In Michael Vince's New First Certificate Language Practice, page 92, exercise 2, sentence number 10, you are given the sentence:

"I thought that you would know better!"

which has to be re-written starting with "You …" and including the word "ought".

The key says "You ought to know better."

Isn't this ambiguous?

Why not "You ought to have known better", since the situation in which the listener made the wrong choice is past, not present?

  • Your answer would have been correct if the question would have been "I thought that you would have known better!"
    – oerkelens
    Mar 3, 2014 at 11:32
  • What, then, is the difference between "I thought that you would know better" and "I thought that you would have known better"? Something to do with the person having learnt a lesson in one case and still not in the other?
    – user58319
    Mar 3, 2014 at 11:39

1 Answer 1


(Ame, non-linguist) I agree with you that you ought to have known better suits most situations well.

I thought that you would have known better: something unexpected happened and the speaker is expressing surprise mixed with a mild reproach.

Considering that you and your companion fight in armor, I thought that you would have known better. - Plato (Euthydemus)

You ought to know better/I thought that you would know better: The event (to my understanding) is still unresolved or there is present danger. For example, a person is trying to pry apart pieces of frozen meat while holding them in his hand.
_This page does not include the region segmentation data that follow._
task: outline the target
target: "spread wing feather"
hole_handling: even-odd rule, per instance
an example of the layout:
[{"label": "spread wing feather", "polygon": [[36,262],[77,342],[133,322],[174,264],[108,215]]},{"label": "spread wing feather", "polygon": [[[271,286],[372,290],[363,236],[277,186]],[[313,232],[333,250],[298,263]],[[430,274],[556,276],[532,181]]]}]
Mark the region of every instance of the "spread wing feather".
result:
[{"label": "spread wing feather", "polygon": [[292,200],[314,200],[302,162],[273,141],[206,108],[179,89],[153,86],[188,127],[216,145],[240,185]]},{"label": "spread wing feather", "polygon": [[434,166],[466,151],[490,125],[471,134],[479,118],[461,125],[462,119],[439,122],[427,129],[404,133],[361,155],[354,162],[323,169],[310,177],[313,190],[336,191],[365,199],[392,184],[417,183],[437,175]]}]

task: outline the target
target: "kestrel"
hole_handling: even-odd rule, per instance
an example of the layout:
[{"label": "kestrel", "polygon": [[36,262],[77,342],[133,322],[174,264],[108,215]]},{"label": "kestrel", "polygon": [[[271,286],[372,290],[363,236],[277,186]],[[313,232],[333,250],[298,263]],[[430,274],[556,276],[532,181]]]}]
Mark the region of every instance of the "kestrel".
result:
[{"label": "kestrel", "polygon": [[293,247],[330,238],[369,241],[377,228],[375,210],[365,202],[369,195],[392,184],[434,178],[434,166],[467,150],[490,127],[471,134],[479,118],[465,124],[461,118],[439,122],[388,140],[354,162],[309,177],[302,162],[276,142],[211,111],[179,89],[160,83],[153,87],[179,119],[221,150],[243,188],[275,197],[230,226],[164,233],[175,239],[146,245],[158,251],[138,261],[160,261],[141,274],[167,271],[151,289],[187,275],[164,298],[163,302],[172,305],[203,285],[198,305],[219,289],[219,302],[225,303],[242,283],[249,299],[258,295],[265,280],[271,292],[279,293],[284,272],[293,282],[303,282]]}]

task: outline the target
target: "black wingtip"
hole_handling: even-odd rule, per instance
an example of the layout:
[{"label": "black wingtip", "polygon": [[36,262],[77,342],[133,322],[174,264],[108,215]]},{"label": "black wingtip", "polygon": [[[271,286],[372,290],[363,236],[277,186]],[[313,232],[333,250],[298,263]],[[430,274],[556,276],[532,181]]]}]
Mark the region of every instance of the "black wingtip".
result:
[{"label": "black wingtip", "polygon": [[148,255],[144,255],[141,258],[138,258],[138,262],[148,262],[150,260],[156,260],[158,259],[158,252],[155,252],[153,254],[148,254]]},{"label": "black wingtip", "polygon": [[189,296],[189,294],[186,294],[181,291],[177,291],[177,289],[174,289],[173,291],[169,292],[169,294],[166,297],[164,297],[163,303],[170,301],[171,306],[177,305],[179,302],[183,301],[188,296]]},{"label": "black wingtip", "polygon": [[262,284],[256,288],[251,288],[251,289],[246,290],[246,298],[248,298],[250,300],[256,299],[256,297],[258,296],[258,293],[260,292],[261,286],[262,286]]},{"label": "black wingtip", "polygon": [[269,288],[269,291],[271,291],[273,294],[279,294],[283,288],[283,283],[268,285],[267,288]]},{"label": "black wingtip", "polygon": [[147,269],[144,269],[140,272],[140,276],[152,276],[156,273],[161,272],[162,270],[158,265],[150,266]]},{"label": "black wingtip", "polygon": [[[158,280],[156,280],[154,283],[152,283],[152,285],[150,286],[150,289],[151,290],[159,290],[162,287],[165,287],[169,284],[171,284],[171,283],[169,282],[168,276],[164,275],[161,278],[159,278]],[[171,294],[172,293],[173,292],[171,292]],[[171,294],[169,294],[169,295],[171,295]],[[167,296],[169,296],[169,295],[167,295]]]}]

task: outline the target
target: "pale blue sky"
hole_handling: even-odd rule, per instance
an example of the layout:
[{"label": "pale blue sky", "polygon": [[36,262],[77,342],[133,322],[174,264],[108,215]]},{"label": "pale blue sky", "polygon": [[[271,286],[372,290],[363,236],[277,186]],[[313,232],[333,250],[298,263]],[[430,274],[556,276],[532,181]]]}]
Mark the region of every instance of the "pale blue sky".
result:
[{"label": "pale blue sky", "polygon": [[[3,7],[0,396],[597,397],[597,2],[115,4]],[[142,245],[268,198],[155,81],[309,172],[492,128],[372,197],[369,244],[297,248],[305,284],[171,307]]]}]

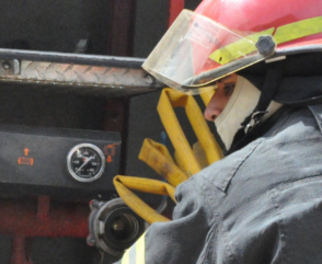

Stop that! You ought to know better than to do that! (I thought you would know better...)

Or, the person stabs himself (I actually saw this). The other person stares at the fork imbedded in the hand, tines out the other side, and exclaims, You ought to know better than to use a fork that way! while desperately wrapping the bleeding hand-cum-fork. In the Emergency Room, the patient says sheepishly, I really (ought to/should) have known better, to the registrar, the nurse, the doctor, the radiology tech...

  • Yes, I believe I would. Mar 3, 2014 at 13:00
  • So, you would agree with the idea mentioned in my comment, that the choice of a simple or perfect infinitive is to do with a lesson learnt or not, wouldn't you?